天才作家の妻 -40年目の真実-

妻の献身って何ですか?美談で語られてはたまらない。

漠然と疑問に思っていた。メディアで時々紹介されるような、アスリートの夫のために栄養管理士の資格を取り、3度の食事のバランスを考える妻の美談について。その行動の源は愛かもしれないが、でも妻の人生はどうなるのだろう。夫の食事づくり中心の生活って、それで彼女は満足しているのだろうか・・・と。そんなモヤモヤを抱いていた自分からすれば、本作は「そりゃそうだろうね~」とある種納得のいく答えを出してくれていて、ちょっとだけ肩の荷が下りた(・・・とそこまで負担に考えていたわけではないが)。主人公はノーベル文学賞を受賞した作家ジョゼフ(ジョナサン・プライス)とその妻ジョーン(グレン・クローズ)。夫の作家活動を支え続けたジョーンは、夫の業績が報われたとばかりに受賞を喜んだものの、彼女の心境に少しずつ変化が訪れ、やがて――?? 良妻賢母と思われていた女の複雑な内面を見事に演じた大女優グレン・クローズ、悲願のアカデミー賞初受賞となるかも注目だ。

ジョゼフとジョーンが結婚したのは、1950年代。
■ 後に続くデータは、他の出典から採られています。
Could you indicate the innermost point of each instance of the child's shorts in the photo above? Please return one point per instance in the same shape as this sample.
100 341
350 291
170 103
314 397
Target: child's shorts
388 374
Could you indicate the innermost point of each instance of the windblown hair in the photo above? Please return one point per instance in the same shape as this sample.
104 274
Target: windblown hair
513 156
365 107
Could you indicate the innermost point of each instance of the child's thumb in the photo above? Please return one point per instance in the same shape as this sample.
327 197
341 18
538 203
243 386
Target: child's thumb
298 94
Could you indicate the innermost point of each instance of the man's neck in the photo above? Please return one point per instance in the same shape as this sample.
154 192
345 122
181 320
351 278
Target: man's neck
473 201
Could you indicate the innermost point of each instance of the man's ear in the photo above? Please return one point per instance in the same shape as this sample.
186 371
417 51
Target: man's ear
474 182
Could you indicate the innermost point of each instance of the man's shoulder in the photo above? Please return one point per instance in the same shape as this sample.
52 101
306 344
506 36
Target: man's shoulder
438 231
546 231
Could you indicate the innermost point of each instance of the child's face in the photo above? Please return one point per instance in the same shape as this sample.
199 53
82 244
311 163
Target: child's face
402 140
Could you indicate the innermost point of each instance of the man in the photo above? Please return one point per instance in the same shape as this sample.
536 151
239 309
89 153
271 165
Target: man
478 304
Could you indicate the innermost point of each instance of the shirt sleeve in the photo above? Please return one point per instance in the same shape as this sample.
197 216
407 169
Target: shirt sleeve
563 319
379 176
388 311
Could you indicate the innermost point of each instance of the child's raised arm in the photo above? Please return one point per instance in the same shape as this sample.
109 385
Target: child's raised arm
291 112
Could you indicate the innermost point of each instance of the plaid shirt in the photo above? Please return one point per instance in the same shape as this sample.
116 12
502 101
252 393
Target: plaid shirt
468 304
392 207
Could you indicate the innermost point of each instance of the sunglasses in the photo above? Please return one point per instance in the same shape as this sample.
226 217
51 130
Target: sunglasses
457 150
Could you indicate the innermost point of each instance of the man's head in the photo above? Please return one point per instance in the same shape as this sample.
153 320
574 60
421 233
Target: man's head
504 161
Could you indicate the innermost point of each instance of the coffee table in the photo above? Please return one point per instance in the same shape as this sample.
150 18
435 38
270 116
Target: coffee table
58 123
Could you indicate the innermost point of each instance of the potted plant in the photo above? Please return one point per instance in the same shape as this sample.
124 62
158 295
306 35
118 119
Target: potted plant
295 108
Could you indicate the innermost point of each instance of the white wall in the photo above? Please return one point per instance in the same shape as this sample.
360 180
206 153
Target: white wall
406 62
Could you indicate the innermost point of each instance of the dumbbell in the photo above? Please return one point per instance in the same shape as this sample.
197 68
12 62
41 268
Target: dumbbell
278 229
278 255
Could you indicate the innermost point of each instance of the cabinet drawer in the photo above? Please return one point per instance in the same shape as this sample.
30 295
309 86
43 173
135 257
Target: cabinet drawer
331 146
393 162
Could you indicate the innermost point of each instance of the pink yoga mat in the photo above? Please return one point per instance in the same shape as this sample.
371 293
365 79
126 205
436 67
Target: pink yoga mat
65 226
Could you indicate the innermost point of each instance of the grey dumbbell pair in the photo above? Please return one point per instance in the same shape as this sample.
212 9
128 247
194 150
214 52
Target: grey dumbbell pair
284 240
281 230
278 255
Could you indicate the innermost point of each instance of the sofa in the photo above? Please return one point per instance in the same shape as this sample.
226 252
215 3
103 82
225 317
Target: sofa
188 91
夫と妻の役割は現在とは違い、内助の功に徹することが当然だったような時代だ。若き日のジョーンにも夢はあったが、「女だから無理」と諦め、結婚。愛する夫の仕事を支える道を選ぶ。それがノーベル賞という文学界最高の栄誉を輝くことになったのだから、マスコミが「糟糠の妻の美談」を取り上げたくなるのもありがちだ。だが現在、女性の社会進出もあり、男女の役割のあり方や女性の生きがいの価値観も変わってきた。授賞式が近づき、世間の注目を集める夫に対して、「私の人生返して!」「美談なんかク〇食らえ!」という怒りを抑えきれなくなったのも無理はない。果たしてジョーンは、どのようなかたちで夫をサポートしていたのか?これが本作のポイントだ。

彼らの秘密が分かったとき、正直「マジかよ」とドン引きしたのと同時に、余計にもどかしい思いに捉われた。過去にジョゼフが初めて本を出版したときと、40年後にノーベル賞受賞の連絡を受けたときの夫婦の喜び方が同じで、二人が積み重ねてきた歴史を感じさせるからだ。どんなに憎しみを募らせても情はある。簡単に割り切れないのが男女の常とはいえ、絆と呼ぶべきか腐れ縁の成れの果てなのか、様々な葛藤が生々しい。愛とエゴ、献身と搾取は表裏一体。その線引きは難しいし、立場によって見方が変わる。だが、夫婦のどちらかが「割を食った」と不公平感を抱いた時点で、これまで培ってきた歴史が虚構に見えるのだろう。昔のことだからやむを得ないと思う一方、真実を知った息子(マックス・アイアンズ)の「母さんを奴隷扱いしていたのか!」と父親を責める発言には現代的視点が入っており、本作の複雑さをより顕著にし、物語の奥行きを与えている。

本作は自分の人生は自分のものという普遍的なテーマとともに、もの言えぬ存在だった女性が声を上げ、男女格差を是正するというMeToo運動の高まりとも絡んで、非常に時宜にかなったテーマを内包している。ゴールデン・グローブ賞主演女優賞を受賞した際のクローズの「私達女性は、自分たちで満足できる人生を見つける必要がある。夢を追いかけるべき」という力強いスピーチは、まさに本作でのジョーンの叫び。そして、そんなムーブメントにおいても、いまだに「妻の献身」が美談としてメディアでもてはやされる風潮に対しても考えさせられる作品だ。